Limiting OpenAI’s token usage isn’t merely desirable because it is cheaper and faster, but also because it increases the size of the overall context. OpenAI caps this at 8.000 tokens for most models with a possibility of up to 32.000 tokens (if you are lucky to get invited, presumably). I haven’t seen anybody offering 32K tokens computations nor showcasing it. So in the meantime optimizing the token usage makes even more sense.

I am bootstrapping a small startup, that generates SQL using natural language input. To enhance accuracy of the generated SQL, users can add their database schema, either by static import or by connecting the database. The database schema is included in the OpenAI input prompt.

Additionally users can run the generated SQL directly on the database. This gives users powerful business intelligence tool. However the limited context size does cause some issues, both currently and with regards to future use:

  • huge database schemas exceeds maximum context size (though this can currently be remedied by excluding tables manually, but this isn’t ideal)
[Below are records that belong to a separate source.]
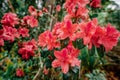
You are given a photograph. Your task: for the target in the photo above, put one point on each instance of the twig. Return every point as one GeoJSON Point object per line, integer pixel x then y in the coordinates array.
{"type": "Point", "coordinates": [11, 7]}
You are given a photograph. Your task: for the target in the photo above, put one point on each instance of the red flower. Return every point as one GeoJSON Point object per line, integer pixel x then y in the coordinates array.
{"type": "Point", "coordinates": [20, 72]}
{"type": "Point", "coordinates": [65, 58]}
{"type": "Point", "coordinates": [44, 9]}
{"type": "Point", "coordinates": [65, 30]}
{"type": "Point", "coordinates": [28, 49]}
{"type": "Point", "coordinates": [1, 42]}
{"type": "Point", "coordinates": [110, 39]}
{"type": "Point", "coordinates": [88, 29]}
{"type": "Point", "coordinates": [24, 32]}
{"type": "Point", "coordinates": [45, 71]}
{"type": "Point", "coordinates": [40, 13]}
{"type": "Point", "coordinates": [95, 3]}
{"type": "Point", "coordinates": [32, 11]}
{"type": "Point", "coordinates": [58, 8]}
{"type": "Point", "coordinates": [47, 39]}
{"type": "Point", "coordinates": [100, 31]}
{"type": "Point", "coordinates": [76, 8]}
{"type": "Point", "coordinates": [9, 19]}
{"type": "Point", "coordinates": [30, 20]}
{"type": "Point", "coordinates": [9, 33]}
  • it limits future use cases like running large business relevant simulations

Optimizing the prompt

I have a large collection of prompt templates that are used to generate input prompts for OpenAI like generate SQL, explain SQL or optimize SQL. These prompts include the database schema if it has been added. The prompt templates roughly follows the format:

<!-- Initial instructions -->

<!-- Database schema in the format: table_name: (column_1, column_2, column_3) -->

<!-- Final instructions -->

In this example I will use the dvdrental sample database but it could be any database schema or other datasets with similar common structure. I have removed surrounding input prompt instructions and only show a few tables since the pattern is the same. The database schema is included like:

                  """customer_list: (notes, city, zip code, id, address, sid, country, name, phone)
inventory: (inventory_id, last_update, store_id, film_id)
address: (postal_code, last_update, phone, address2, address_id, district, address, city_id)
staff_list: (country, address, id, zip code, city, sid, phone, name)
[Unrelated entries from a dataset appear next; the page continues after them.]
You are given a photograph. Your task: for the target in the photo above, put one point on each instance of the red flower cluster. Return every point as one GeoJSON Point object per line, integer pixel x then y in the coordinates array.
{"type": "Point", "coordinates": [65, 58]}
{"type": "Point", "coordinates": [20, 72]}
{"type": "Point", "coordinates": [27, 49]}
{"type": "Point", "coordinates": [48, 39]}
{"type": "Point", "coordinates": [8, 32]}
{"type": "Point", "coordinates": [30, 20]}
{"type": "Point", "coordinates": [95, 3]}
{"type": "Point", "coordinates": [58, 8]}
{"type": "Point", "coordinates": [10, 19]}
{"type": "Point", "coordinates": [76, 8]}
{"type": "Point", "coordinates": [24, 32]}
Even in current state, it looks rather trimmed down but by removing excessive line indentation (caused by template literals indentation for code readability), parentheses and commas it can trimmed even further:

"""customer_list: notes city zip code id address sid country name phone
inventory: inventory_id last_update store_id film_id
address: postal_code last_update phone address2 address_id district address city_id
staff_list: country address id zip code city sid phone name

This small change cuts the token usage for the included database schema from 551 tokens to 381. That is a 30% reduction in token usage (can be checked using OpenAI’s tokenizer tool). It increases the size of database schema able to be included and saves 30% of token cost. So avoid unnecessary punctuation when including large datasets in your OpenAI prompts. Just add enough for OpenAI to understand it.